Smartwatches, fitness trackers, and smart glasses are becoming everyday companions for many people. These body-worn devices collect a wide range of personal data through built-in sensors and often connect to the internet, raising significant privacy concerns for both users and third parties.
Wearables can track physical activity, sleep patterns, heart rate, and other health metrics. When paired with smartphones via Bluetooth or connected directly via mobile networks, and equipped with cameras, microphones, and location services, they can also support augmented reality applications. The data protection risks depend heavily on how the device is actually used.
Data Collected from Users
Most people wear these devices to monitor their own physical or sporting activities. They rely on pre-installed software or companion apps that analyze the collected data to provide insights into performance, health, and well-being.
Because the data is measured directly from the body, it has a strong personal link. Health-related data is considered particularly sensitive under Swiss law, as misuse can lead to serious consequences. Since many wearables are worn continuously — including at night — they can reveal movement patterns, daily routines, and intimate aspects of a person’s life. In short, such a device can often know more about its user than the user realizes.
Considerations Before Purchase or Installation
Before buying a wearable or installing its companion app, it is essential to review how the manufacturer or developer handles the collected data. This information is usually found in the terms of use and the privacy policy. Reading these documents carefully helps users make an informed decision and exercise their right to informational self-determination.
Key questions to ask include:
• What data does the device or app collect, and for what purposes?
• Where is the data stored (on the device, on the manufacturer’s servers, or with third parties)?
• Is the data shared or sold to other companies?
• Can users easily access, correct, or delete their data?
• What privacy-friendly default settings are available?
• How transparent is the overall data processing?
A device or app that only functions by requesting excessive or unclear permissions may not respect data minimization principles and should be approached with caution.
Tips for Safe Use
Beyond reviewing policies, users can reduce risks through mindful behavior:
When installing third-party apps or enabling certain features, devices often request permissions for access to photos, microphone, location, or health data. Always evaluate whether these permissions are truly necessary for the desired function. Deny or revoke any unnecessary access in the device settings.
A privacy-friendly app should operate on the principle of data minimization. If an app demands broad or hard-to-understand permissions, it may be wiser to avoid using it or purchasing the device altogether.
Regular software and app updates are crucial. Security vulnerabilities are often fixed through patches, so keeping wearables and connected apps up to date significantly lowers risks.
Data of Children
Parents increasingly use wearables with GPS or Bluetooth tracking to monitor their children’s location. However, important legal limits apply: Even though minors lack full legal capacity to exercise their own personality rights, legal guardians must act in the child’s best interest while respecting the child’s privacy and intimate sphere.
Children cannot validly consent to the processing of their data for ongoing parental surveillance. Parents should carefully weigh the benefits of tracking against the child’s right to privacy and autonomy.
Data of Third Parties
Wearables equipped with cameras or microphones allow users to capture data from others — family members, colleagues, friends, customers, or patients — such as voices or images. Because wearables are more discreet than smartphones, there is a higher risk of recording third parties without their knowledge or awareness that their data is being collected, processed, or transmitted.

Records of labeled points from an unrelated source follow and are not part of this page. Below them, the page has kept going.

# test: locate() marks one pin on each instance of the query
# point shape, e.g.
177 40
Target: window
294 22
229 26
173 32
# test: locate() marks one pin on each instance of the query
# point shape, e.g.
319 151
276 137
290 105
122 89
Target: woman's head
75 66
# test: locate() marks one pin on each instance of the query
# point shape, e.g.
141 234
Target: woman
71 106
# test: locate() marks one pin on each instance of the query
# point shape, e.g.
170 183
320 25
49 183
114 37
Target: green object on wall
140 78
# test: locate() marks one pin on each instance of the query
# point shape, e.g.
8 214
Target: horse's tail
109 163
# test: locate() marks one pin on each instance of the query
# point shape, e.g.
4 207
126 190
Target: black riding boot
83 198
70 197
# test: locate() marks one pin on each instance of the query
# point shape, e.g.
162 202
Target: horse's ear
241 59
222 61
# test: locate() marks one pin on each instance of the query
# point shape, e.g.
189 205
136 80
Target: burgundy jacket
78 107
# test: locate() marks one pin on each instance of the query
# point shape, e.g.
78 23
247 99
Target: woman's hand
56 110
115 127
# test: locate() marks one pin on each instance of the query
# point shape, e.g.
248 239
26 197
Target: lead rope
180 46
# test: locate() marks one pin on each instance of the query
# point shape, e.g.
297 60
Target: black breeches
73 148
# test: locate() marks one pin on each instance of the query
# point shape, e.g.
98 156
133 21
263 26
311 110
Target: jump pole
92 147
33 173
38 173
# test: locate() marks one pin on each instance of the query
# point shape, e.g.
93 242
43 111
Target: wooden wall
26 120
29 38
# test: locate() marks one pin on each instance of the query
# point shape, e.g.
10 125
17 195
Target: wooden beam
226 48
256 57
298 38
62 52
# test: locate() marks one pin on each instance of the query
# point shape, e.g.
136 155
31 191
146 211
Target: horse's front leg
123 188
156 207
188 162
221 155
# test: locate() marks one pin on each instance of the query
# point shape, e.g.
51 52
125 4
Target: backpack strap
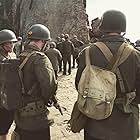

Users must understand that they cannot freely process images or recordings of others. Covert data collection can violate not only data protection rules but also criminal law.
Heightened Risks with Smart Glasses
Modern smart glasses (such as certain Ray-Ban or Oakley models) are particularly discreet. They can record photos, videos, and audio without the knowledge of those affected and instantly share them — for example, via live streams on social networks. Many are deeply integrated with Meta’s products and artificial intelligence capabilities.
These features create elevated risks to the personality rights of third parties. Processing personal data in violation of the transparency principle generally constitutes an unjustified interference with personality rights and is therefore unlawful.
Users should ensure that any potentially affected third parties are informed about the recording and explicitly consent to the processing of their data.
Ignoring these principles can lead to civil liability as well as criminal consequences under the Swiss Criminal Code (for example, Articles 179bis, 179ter, and 179quater StGB concerning unauthorized recording of conversations or images from private spheres).
Users bear responsibility for informing themselves about the applicable legal rules in the place where they use the device. For more information on handling photos, see the FDPIC’s guidance on the right to one’s own image — every person generally has the right to decide whether and in what form their image may be recorded or published.
The FDPIC (Federal Data Protection and Information Commissioner) is Switzerland’s independent supervisory authority for data protection and freedom of information. Its mission is to protect the privacy rights of individuals by ensuring that federal bodies and private entities process personal data lawfully.
This guidance underscores that while wearables offer valuable benefits, they also demand heightened caution due to the sensitive nature of the data involved and the potential impact on both users and bystanders.